Raoul y était couché. Une lampe à toupie de cristal, surmontée d’un abat-jour de carton, couvrait d’un disque éclatant son visage, ses épaules, le livre qu’il lisait, et ses vêtements pliés sur une chaise voisine. Il avait un air extrêmement jeune, un air d’enfant qui apprend un devoir avec attention, mais qui lutte contre le sommeil. Plusieurs fois, sa tête pencha. Il se réveillait, se forçait à lire et, de nouveau, s’endormait.

À la fin, fermant son livre, il éteignit la lampe.

Ayant vu ce qu’elle voulait voir, Joséphine Balsamo quitta son poste et retourna près de ses complices. Elle leur avait déjà donné ses instructions, mais, par prudence, elle recommença et, durant dix minutes, insista :

— Surtout, pas de brutalité inutile. Tu entends, Léonard ?… Comme il n’a rien à sa portée pour se défendre, vous n’aurez pas besoin de vous servir de vos armes. Vous êtes cinq, cela suffit.
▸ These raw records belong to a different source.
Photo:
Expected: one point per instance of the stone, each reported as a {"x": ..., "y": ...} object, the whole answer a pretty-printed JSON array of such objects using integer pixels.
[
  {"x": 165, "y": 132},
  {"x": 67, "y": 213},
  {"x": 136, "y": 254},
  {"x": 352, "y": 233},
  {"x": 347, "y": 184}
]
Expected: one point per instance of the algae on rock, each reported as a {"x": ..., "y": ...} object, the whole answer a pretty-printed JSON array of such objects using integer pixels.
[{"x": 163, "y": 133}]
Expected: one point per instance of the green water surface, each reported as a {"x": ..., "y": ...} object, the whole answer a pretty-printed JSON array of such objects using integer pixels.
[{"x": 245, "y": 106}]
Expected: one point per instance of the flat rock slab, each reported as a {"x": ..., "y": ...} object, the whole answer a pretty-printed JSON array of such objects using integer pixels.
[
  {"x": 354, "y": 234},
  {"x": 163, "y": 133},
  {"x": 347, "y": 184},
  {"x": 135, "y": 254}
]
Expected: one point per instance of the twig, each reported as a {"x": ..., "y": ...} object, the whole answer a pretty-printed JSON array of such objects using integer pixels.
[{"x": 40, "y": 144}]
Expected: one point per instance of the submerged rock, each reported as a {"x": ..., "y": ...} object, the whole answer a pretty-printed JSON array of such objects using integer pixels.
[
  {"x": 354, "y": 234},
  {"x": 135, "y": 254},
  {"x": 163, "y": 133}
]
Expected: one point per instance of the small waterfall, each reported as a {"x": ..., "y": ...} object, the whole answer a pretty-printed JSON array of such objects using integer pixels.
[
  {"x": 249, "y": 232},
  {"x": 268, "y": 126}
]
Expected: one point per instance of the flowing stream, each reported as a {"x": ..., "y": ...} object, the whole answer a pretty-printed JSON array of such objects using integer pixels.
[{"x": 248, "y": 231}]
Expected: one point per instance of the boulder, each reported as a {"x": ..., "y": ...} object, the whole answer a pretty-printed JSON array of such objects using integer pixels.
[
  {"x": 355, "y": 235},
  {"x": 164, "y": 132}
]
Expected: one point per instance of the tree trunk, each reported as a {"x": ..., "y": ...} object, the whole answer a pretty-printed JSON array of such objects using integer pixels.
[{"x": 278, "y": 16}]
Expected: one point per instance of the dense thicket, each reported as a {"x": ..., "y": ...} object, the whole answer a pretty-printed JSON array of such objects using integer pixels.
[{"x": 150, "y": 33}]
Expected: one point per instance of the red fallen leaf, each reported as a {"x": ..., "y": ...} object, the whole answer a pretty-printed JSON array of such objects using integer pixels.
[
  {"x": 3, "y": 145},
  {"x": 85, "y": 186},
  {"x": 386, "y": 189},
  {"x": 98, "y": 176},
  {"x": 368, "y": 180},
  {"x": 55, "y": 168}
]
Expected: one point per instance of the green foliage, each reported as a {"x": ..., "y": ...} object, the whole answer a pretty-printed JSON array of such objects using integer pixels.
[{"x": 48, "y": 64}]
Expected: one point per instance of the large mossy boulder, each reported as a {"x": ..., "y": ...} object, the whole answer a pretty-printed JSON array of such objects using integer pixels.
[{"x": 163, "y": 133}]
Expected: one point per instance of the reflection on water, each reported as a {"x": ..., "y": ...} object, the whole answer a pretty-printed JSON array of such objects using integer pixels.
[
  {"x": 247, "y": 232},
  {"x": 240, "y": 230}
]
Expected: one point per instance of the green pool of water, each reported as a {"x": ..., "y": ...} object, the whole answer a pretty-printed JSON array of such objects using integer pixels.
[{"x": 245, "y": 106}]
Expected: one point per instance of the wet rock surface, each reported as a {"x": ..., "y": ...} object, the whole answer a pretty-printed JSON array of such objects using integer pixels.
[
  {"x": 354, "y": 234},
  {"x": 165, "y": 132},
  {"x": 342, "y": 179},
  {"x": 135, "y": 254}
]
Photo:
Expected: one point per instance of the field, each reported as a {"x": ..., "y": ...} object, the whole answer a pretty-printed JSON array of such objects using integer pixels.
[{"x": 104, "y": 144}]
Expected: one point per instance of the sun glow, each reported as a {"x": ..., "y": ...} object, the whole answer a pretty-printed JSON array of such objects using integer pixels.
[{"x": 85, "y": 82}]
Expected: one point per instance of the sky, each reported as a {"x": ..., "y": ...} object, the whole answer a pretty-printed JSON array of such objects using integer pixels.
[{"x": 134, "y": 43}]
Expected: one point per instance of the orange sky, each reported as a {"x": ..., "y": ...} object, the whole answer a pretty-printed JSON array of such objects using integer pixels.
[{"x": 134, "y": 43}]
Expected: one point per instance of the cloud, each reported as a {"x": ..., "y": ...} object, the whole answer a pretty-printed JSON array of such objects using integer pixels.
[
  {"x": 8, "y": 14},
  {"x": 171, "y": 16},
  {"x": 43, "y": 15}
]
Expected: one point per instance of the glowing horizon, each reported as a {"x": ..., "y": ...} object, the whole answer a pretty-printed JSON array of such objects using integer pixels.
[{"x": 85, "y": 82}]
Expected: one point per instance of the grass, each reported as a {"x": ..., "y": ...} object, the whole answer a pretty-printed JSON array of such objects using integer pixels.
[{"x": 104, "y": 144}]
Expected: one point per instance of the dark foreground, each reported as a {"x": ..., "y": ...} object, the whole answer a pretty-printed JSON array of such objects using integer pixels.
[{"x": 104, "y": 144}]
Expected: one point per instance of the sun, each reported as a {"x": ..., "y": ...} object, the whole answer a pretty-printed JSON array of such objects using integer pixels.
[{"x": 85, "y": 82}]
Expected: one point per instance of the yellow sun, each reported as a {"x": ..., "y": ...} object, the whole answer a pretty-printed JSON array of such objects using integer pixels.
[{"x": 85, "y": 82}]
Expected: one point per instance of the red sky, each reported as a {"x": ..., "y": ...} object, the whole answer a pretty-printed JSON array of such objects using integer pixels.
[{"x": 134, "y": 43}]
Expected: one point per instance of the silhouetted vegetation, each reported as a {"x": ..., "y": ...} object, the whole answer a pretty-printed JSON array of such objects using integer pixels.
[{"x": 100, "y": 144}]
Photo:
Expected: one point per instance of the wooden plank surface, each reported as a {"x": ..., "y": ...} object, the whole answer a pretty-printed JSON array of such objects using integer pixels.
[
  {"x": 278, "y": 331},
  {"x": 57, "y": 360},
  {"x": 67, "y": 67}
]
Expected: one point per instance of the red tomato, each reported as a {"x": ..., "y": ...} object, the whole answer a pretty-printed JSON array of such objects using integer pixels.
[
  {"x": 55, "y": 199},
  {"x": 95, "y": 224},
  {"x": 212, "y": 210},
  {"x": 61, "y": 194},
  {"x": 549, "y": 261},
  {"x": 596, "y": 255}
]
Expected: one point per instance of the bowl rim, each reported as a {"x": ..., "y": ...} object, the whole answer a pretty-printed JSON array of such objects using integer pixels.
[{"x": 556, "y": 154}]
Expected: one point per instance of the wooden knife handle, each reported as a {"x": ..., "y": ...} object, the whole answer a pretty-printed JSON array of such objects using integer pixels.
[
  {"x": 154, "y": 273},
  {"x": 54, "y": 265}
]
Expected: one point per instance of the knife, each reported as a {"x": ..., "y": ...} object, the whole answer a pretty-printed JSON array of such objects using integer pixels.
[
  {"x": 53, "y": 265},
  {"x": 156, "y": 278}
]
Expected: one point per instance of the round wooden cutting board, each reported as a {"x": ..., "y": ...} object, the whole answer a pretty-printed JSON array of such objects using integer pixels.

— S’il résiste ? fit Léonard.

— C’est à vous d’agir de telle manière qu’il ne puisse pas résister.

Elle connaissait si bien les lieux par les croquis que lui avait envoyés Dominique qu’elle marcha sans hésitation jusqu’à l’entrée principale du verger. Les clefs se trouvèrent à l’endroit convenu. Elle ouvrit et se dirigea vers la façade intérieure du pavillon.